10) Raising resources: For raising resources for investments, an Investment Advisory Committee may be set up, consisting of experts, investment bankers and representatives of SEBI, RBI, IDFC and other institutions. The existing assets of Indian Railways may be leveraged to raise resources and institutions created like InviT, NBFCs. The modalities by which returns can be secured for such investments should also come under the purview of this Investment Advisory Committee.
Other points: From DNA
Investment in IR has a massive multiplier effect in the Indian economy. The Report said, "From the 2007-08 data, it appears that increasing the railway output by Rs 1 would increase output in the economy by Rs 3.3. This large multiplier has been increasing over time, and the effect is greatest on the manufacturing sector. Investing in the IR could thus be good for ‘Make in India’." The Committee has recommended restructuring in a way that the government is only responsible for the Railway sector policy. This will give autonomy to IR and encourage private investment, the Report said. It further said, "A Railway Infrastructure Company should be created as a government SPV (with a possibility of disinvesting in the future) that owns the railway infrastructure, delinked from IR." The Report said that private investments will come only if there is an independent umpire, a regulator, responsible for ensuring fair and open access and for setting access charges on the railtrack. "This RRAI will set tariffs in cases where there is no price discovery by the market. It will adjudicate disputes between competitors. The regulator will ensure safety at all levels in the Railway system," it said. The Report said, "We would suggest that the implementation ownership of this Report should vest in the Minister of Railways alone, with an appropriate reporting mechanism to the PMO. It has to be ensured that once decisions are taken at the apex level, these must be earnestly implemented without delays and within predefined targeted timelines." On the issue of FDI in Railways, it said that foreign money isn't going to come in the present circumstances. " It will come only if the Railway sector is reformed along the lines discussed in this Report and the change in incentives and structure as proposed in this Report are put in place," the Report said.

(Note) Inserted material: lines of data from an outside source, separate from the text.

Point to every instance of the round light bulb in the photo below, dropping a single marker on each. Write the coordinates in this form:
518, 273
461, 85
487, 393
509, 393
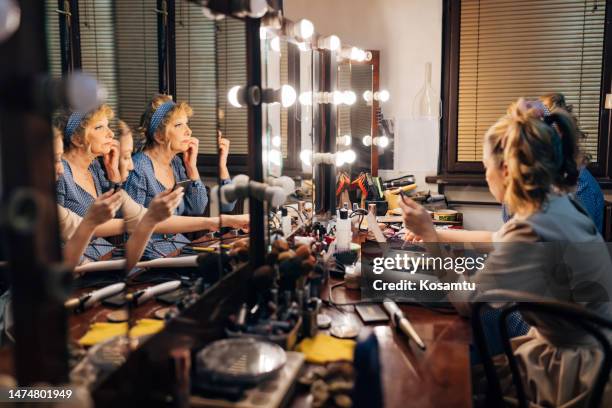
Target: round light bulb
275, 44
345, 140
383, 96
288, 96
305, 98
334, 43
382, 141
305, 29
337, 97
349, 156
232, 96
306, 157
349, 97
275, 157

The Committee given a 7-year timeline to completely overhaul IR.
Immediate – Liberalization, or the allowing of private entry; changes in the composition of the Railway Board.
0-2 years – Decentralization to zones/divisions; cleaning up finances between Union government and IR.
2 years – Reform of RPF, schools and medical services; transition to commercial accounting, reform of production and construction units.
3 years – Changes in the Railways Act and the Railway Board Act, setting up a Regulator; unified entry into the Railway services; resolution of social costs.
5 years – Bifurcation between Railway Infrastructure Corporation and rest of IR as train operators; end of the Railway Budget.
7 years – Transition of the IR that operates trains to a government-owned SPV.